Bonafini, who died Sunday at age 93, helped found the women-led movement in 1977 in defiance of the country’s former military dictatorship, demanding the truth about their missing children.
Some 30,000 people were abducted and presumed killed by the regime or right-wing death squads in the 1970s and 1980s for being suspected leftists.
Alongside the disappearances were the widespread kidnappings of babies born to suspected dissidents held under the right-wing dictatorship.
Bonafini last protested in the plaza on November 10 despite frail health, stating that her doctors had authorized the activity because “they know it’s good for my health — that I need the plaza in order to take care of myself.”
For 45 years, through multiple governments, the women marched around the Plaza de Mayo in their trademark white headscarves, in an often futile search for justice.
On Thursday, five of her colleagues who are among the last in the aging army, scattered her ashes in the greenery at the foot of an obelisk in the plaza, while the crowd applauded and sang: “Mothers of the plaza, the people embrace you.”
Elected officials and a substantial number of women were in the crowd, including many who lived in fear during the brutal 1976-1983 military regime.
“For me, Hebe is a heroine, because looking for the missing is something that few people dared to do,” Virginia Garcia, 42, told AFP.
The Plaza de Mayo was adorned with photos of Bonafini and messages such as “We love you Hebe, mother of the people” and “Resisting is fighting, until forever Hebe.”

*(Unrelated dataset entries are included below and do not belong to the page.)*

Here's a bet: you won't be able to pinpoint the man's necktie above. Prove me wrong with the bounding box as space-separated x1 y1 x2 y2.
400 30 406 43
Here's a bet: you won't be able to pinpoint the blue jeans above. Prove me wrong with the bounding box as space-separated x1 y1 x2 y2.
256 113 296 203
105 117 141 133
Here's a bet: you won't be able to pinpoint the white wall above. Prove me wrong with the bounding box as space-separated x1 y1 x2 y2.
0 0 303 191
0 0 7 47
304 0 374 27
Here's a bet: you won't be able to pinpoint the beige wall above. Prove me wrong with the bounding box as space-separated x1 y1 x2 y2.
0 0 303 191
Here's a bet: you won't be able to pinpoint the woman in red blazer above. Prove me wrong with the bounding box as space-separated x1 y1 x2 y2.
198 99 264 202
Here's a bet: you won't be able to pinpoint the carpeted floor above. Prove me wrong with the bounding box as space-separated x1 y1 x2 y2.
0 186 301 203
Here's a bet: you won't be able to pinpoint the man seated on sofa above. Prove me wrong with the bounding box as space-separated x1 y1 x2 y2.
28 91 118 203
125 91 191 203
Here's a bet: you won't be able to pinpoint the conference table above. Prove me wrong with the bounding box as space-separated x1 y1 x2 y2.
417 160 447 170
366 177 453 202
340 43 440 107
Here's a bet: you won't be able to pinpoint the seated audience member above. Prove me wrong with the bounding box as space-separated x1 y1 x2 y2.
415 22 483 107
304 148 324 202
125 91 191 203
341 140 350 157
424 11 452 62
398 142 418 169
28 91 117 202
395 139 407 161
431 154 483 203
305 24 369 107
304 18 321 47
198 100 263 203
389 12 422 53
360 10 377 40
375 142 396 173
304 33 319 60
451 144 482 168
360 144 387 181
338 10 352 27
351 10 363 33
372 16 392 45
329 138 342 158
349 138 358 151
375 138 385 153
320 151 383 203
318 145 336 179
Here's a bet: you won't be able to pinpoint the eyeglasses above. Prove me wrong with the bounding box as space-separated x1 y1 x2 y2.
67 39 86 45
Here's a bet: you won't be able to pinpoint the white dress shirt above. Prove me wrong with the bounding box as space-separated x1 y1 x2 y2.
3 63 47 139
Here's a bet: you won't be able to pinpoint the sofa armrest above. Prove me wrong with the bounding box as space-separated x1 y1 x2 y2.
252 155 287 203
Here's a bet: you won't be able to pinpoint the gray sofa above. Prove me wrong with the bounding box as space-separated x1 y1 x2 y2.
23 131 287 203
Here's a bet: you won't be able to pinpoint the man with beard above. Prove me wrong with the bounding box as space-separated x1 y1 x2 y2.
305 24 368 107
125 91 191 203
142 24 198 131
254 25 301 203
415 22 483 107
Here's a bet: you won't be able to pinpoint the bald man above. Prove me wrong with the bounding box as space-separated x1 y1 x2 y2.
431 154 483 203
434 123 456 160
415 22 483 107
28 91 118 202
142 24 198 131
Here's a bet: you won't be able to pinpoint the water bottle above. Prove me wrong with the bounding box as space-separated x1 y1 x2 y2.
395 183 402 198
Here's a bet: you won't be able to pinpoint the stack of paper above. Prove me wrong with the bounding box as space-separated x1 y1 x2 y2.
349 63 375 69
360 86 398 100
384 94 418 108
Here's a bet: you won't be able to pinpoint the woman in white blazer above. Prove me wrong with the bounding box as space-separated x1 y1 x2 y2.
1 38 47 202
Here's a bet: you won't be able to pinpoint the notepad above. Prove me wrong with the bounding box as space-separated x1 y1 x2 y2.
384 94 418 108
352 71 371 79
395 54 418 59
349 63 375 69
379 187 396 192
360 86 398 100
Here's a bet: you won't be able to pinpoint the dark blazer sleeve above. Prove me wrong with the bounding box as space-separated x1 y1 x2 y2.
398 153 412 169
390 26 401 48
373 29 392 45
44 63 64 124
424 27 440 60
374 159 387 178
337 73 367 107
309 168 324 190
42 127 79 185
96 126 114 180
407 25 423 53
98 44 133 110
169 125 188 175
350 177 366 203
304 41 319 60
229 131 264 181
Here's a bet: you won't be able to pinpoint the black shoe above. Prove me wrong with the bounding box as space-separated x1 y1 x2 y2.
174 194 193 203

Bonafini, who attended rallies in recent years in her wheelchair, was born in 1928 in Ensenada, a town 60 kilometers (37 miles) from Buenos Aires.
She was a housewife when the military seized power in 1976, ousting Isabel Peron, the wife of late president Juan Peron.
In 1977, her sons and daughter-in-law were kidnapped and disappeared.
A few months later, she and a small group of women began protesting in front of the Casa Rosada, the pink presidential palace.
The mothers risked the same fate as their political activist children — torture, death or simply disappearing without a trace. Instead, the generals tried to laugh them off, mocking them as “madwomen.”